Why it matters: AI agents need real production credentials to do useful work, but they can hallucinate destructive actions or be prompt-injected into malicious behavior. Existing solutions either don't scale (hand-tuned per-action permissions) or only work for specific protocols. CrabTrap operates at the transport layer, making it framework-agnostic and capable of nuanced decisions about unfamiliar endpoints.

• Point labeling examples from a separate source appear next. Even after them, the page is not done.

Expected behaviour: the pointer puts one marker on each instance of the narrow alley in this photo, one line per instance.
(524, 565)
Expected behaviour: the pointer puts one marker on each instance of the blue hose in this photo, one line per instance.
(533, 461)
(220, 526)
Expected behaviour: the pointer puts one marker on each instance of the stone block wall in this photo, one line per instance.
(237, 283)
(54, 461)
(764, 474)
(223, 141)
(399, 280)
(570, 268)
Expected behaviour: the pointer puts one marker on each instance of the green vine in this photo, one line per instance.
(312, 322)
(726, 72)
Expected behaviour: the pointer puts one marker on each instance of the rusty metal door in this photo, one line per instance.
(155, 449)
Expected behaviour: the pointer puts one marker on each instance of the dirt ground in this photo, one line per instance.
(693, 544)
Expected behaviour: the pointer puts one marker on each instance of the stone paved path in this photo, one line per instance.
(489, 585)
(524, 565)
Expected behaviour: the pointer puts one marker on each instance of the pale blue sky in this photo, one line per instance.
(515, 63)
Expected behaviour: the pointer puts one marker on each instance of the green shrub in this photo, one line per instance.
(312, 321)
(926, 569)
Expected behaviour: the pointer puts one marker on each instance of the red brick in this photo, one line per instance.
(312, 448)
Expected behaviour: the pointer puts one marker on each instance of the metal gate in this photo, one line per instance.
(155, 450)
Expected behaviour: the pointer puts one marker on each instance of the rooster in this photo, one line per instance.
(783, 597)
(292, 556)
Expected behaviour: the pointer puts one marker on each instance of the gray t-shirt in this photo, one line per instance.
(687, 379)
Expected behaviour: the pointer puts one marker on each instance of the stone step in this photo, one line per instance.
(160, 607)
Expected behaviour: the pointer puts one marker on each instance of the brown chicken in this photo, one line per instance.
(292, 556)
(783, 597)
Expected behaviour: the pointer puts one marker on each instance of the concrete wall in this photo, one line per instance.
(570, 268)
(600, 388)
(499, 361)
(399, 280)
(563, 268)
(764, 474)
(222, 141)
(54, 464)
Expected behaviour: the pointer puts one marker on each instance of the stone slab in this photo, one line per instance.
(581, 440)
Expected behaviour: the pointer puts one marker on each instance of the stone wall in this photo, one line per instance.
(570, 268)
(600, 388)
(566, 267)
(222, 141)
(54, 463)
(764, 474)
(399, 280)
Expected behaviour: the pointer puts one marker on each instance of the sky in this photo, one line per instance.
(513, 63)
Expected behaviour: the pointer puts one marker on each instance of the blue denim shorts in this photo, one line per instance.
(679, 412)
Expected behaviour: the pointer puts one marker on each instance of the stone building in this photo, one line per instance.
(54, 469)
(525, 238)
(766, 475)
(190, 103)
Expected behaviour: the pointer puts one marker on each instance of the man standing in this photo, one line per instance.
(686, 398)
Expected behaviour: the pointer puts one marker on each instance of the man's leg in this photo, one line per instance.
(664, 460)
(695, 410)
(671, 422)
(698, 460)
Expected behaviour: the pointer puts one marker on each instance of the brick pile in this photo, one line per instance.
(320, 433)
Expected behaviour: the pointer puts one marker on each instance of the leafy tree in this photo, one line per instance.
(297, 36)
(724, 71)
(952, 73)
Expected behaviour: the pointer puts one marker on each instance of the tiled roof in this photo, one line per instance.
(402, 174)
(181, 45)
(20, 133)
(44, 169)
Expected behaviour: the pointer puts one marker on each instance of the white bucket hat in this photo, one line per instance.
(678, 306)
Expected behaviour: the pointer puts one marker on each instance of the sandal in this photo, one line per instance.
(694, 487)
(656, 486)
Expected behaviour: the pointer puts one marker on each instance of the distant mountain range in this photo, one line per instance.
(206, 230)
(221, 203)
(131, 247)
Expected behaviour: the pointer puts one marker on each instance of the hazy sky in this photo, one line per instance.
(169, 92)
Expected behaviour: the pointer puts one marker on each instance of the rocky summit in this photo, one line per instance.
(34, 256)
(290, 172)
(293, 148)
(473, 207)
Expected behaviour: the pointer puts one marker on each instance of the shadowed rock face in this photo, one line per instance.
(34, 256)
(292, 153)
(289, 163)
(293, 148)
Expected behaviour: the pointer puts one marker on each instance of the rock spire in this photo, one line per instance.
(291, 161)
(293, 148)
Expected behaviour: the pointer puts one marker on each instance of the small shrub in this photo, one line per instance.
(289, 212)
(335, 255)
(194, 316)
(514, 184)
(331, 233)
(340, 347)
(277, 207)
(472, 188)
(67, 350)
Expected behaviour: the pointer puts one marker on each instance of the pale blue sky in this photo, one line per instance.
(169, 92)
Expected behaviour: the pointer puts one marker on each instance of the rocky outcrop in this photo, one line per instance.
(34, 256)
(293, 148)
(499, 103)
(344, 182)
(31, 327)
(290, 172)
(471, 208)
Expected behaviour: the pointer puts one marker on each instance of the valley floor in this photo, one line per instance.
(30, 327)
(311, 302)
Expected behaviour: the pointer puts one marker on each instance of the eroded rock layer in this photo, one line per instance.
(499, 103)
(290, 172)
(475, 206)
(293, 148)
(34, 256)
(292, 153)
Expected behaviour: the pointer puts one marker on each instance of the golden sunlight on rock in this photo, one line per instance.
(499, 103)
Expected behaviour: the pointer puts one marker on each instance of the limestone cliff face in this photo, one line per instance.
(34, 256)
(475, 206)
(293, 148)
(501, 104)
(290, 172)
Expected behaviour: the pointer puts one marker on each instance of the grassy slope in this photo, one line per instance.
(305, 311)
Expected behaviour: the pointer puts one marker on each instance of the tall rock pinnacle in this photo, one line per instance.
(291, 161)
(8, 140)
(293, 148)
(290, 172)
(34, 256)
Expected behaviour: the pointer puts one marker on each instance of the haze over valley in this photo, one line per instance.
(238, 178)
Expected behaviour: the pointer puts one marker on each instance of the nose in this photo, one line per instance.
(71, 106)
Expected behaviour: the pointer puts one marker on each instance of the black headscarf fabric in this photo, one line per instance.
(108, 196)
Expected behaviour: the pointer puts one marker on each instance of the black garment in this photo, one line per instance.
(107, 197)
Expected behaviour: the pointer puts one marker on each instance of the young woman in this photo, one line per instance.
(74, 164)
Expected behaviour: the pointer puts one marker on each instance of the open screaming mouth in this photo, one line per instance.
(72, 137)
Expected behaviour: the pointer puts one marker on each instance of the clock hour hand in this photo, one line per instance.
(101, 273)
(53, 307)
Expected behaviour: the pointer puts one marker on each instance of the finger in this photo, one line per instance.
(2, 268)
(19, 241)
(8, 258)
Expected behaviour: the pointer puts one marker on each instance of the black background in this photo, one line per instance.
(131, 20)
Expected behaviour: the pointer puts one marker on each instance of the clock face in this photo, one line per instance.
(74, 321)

Takeaway: Check out the CrabTrap quickstart to deploy it in front of your own agents, or explore the repo to see how Brex is securing OpenClaw agents in production.
Deep dive
  • CrabTrap works by setting HTTP_PROXY and HTTPS_PROXY environment variables so all agent traffic routes through it, with optional iptables rules to prevent direct connections bypassing the proxy
  • For HTTPS traffic, CrabTrap performs TLS interception by generating per-host certificates signed by its own certificate authority, then proxying the decrypted traffic
  • The two-stage evaluation pipeline runs deterministic static rules first (microsecond latency using cached regexps), then falls back to the LLM judge only for unknown patterns
  • The LLM judge receives requests as structured JSON rather than raw text, preventing prompt injection attacks through crafted URLs, headers, or body content
  • Security measures include capping headers at 4KB to prevent prompt inflation attacks and truncating bodies at 16KB to avoid displacing policy from the context window
  • Brex built a policy builder that analyzes historical agent traffic and generates natural-language policies from observed behavior rather than requiring manual policy authoring
  • An eval system lets teams replay historical audit entries against draft policies to preview what would change before deploying policy updates, with results indexed by method, URL, and decision agreement
  • Production data from Brex shows that LLM judge latency is minimal because agents develop predictable patterns that become static rules, with the judge only firing on fewer than 3% of requests in one use case
  • Policies derived from actual traffic turned out to be surprisingly effective, matching human judgment on the vast majority of held-out requests without heavy manual editing
  • The audit trail revealed unexpected agent noise, leading teams to use CrabTrap as a discovery tool to identify wasteful requests and tighten agent implementations
  • Existing solutions like MCP gateways only work for MCP traffic, provider guardrails are model-specific and opaque, and per-sandbox controls don't scale across heterogeneous APIs
  • All requests are logged to PostgreSQL and queryable through an admin API and web dashboard for analysis and policy refinement
  • Brex open-sourced CrabTrap because they view agent security as an unsolved problem requiring community input, and because different deployment scenarios will surface edge cases Brex can't hit alone
Decoder
  • LLM-as-a-judge: Using a language model to evaluate content or actions against policies and make allow/deny decisions, rather than just generating text
  • OpenClaw: A popular open-source AI agent framework for autonomous task execution
  • MCP (Model Context Protocol): A protocol for structured communication between AI models and tools or data sources
  • Prompt injection: An attack where malicious instructions are embedded in user input to manipulate an LLM's behavior
  • TLS interception: A proxy technique that decrypts HTTPS traffic by impersonating the destination server to the client and the client to the server
  • Transport layer: The network layer handling end-to-end communication (HTTP/HTTPS), as opposed to application-specific protocols
Original article

CrabTrap is an open-source HTTP/HTTPS proxy that intercepts every request an AI agent makes and uses LLM-as-a-judge to determine if the request matches a policy of allowed traffic for that agent. Agents need real credentials, but can hallucinate destructive actions or get prompt-injected. This can have production consequences. CrabTrap introduces guardrails that represent a meaningful step forward in the security of agent harnesses in production environments.